Identifying and removing duplicate records from the dataset to ensure data integrity and avoid redundancy in analyses. Python provides functions like drop_duplicates() in libraries such as pandas for efficiently handling duplicate data entries.
Dealing with missing data points by either imputing them with a suitable value or removing them from the dataset. Libraries like pandas offer methods like fillna() and dropna() to address missing values effectively.
Ensuring consistency in data formats across different columns or variables in the dataset. Python allows for format standardization using functions like str.lower(), str.upper(), or regular expressions to manipulate text data formats.
Rectifying errors in data entries that may arise due to typographical mistakes, inconsistencies, or inaccuracies. Python’s string manipulation functions, data validation techniques, and outlier detection algorithms can aid in identifying and correcting data entry errors.

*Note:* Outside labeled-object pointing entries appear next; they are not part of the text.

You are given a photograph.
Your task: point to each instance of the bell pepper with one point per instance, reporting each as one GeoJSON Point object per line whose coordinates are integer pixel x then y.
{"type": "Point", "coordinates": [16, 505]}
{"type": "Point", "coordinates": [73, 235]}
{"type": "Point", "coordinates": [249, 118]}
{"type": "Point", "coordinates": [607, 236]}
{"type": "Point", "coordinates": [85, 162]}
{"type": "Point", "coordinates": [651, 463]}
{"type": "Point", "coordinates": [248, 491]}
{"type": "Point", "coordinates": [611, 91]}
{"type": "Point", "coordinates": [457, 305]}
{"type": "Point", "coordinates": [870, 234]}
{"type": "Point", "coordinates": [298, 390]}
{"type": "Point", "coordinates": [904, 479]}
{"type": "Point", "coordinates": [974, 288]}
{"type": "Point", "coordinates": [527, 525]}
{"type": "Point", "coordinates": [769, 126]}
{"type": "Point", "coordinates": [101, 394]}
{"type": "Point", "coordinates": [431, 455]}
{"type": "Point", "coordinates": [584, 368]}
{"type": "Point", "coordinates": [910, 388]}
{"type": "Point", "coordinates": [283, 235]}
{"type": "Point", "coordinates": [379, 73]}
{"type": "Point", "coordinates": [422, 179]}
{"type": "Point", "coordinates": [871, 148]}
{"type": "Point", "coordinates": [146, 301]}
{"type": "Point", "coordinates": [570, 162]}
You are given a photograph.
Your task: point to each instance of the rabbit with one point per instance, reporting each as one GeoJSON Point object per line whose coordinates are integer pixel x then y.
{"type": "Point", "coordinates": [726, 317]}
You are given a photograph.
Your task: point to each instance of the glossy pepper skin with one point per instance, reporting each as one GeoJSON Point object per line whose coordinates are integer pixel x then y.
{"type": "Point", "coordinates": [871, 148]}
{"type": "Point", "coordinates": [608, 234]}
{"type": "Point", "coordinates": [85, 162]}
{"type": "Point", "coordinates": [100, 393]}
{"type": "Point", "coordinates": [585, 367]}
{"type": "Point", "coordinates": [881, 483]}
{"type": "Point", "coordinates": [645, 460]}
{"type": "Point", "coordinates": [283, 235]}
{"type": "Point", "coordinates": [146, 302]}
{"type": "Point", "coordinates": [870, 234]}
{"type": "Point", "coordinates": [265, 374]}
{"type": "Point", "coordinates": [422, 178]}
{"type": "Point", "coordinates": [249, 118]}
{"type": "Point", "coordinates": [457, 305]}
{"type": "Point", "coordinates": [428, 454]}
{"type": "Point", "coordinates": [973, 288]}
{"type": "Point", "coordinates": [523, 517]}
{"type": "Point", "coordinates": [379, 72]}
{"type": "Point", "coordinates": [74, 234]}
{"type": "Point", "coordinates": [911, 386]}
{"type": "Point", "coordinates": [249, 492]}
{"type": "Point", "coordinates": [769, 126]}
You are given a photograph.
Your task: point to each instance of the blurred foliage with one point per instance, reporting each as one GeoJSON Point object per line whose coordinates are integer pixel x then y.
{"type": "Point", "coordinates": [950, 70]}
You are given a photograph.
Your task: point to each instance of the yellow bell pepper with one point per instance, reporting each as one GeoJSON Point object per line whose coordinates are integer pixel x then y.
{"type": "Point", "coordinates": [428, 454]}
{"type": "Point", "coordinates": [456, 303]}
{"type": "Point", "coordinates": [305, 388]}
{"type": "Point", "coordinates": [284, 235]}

By performing these data cleaning tasks engineers and scientists can enhance the quality and reliability of the dataset.

2.3.4 Data structuring#

This steps involves organizing and formating the data in a way that is optimal for storage and retrieval. This step involves tasks such as:

restructuring data into a tidy format
combining datasets
reshaping data
creating new variables or features that may be needed for analysis

This step ensure that you can efficiently access your data for further analysis.

2.3.5 Data Enrichment#

Data enrichment is a process in which existing datasets are enhanced with additional information to make the data more valuable for analysis:

Incorporating external information such scientific understanding, engineering heuristics, demographic information, economic indicators, weather information, or any relevant external information that can provide context and deeper insights into the analysis
Creating new features or variables from existing data through transformation, aggregation, or combination
Calculating derived metrics or indicators that capture specific patterns, trends, or relationships within the data.

Data enrichment enriches the dataset with additional context, insights, and features to improve analysis.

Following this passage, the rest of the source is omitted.